First, we will define a sequence of drop tolerances using the seq()
function.
# R chunk drop_tolerance <- seq(.03, .05, .0025) drop_tolerance [1] 0.0300 0.0325 0.0350 0.0375 0.0400 0.0425 0.0450 0.0475 0.0500
Next, we will create a function called outlier_mov_fun
that takes a data frame of returns, filters on a drop tolerance and gives us the mean return following large negative moves.
# R chunk outlier_mov_fun <- function(drop_tolerance, returns) { returns %>% na.omit() %>% filter(sd_move < -3 & daily_returns_log < -drop_tolerance) %>% select(date, daily_returns_log, sd_move, next_day_returns) %>% summarise(mean_return = mean(next_day_returns) %>% round(6)) %>% add_column(drop_tolerance = scales::percent(drop_tolerance), .before = 1) %>% add_column(drop_tolerance_raw = drop_tolerance, .before = 1) }
Notice how that function takes two arguments: a drop tolerance and data frame of returns.
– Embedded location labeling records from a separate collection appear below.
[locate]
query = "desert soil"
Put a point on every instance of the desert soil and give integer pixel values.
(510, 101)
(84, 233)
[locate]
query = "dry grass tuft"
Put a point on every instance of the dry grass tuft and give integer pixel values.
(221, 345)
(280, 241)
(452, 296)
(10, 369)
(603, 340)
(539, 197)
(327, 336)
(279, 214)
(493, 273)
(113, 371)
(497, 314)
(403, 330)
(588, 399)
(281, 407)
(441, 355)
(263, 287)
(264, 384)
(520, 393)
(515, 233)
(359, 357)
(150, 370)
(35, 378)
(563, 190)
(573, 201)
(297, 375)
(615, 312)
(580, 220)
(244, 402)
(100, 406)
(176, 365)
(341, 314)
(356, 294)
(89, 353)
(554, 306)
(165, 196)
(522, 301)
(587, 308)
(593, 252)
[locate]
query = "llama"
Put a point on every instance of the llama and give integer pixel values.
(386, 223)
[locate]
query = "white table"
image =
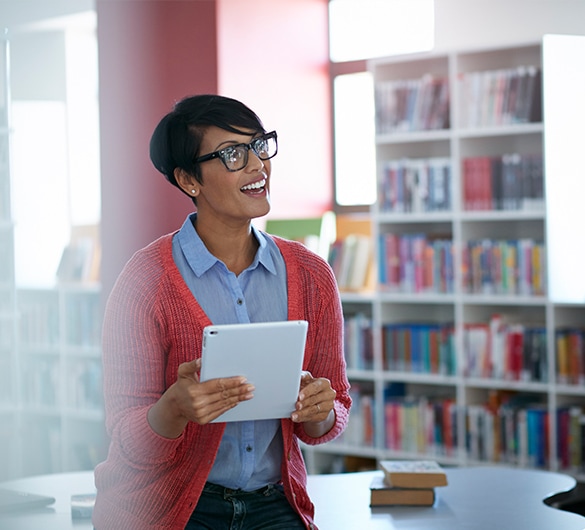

Next, we pass our sequence of drop tolerances, stored in a variable called drop_tolerance
to map_dfr()
, along with our function and our sp_500_returns
object. map_dfr
will iterate through our sequence of drops and apply our function to each one.
# R chunk map_dfr(drop_tolerance, outlier_mov_fun, sp_500_returns) %>% select(-drop_tolerance_raw) # A tibble: 9 x 2 drop_tolerance mean_return <chr> <dbl> 1 3% 0.00625 2 3% 0.00700 3 3% 0.00967 4 4% 0.0109 5 4% 0.0122 6 4% 0.0132 7 4% 0.0149 8 5% 0.0149 9 5% 0.0162
Have a quick glance up that the results of our Python while()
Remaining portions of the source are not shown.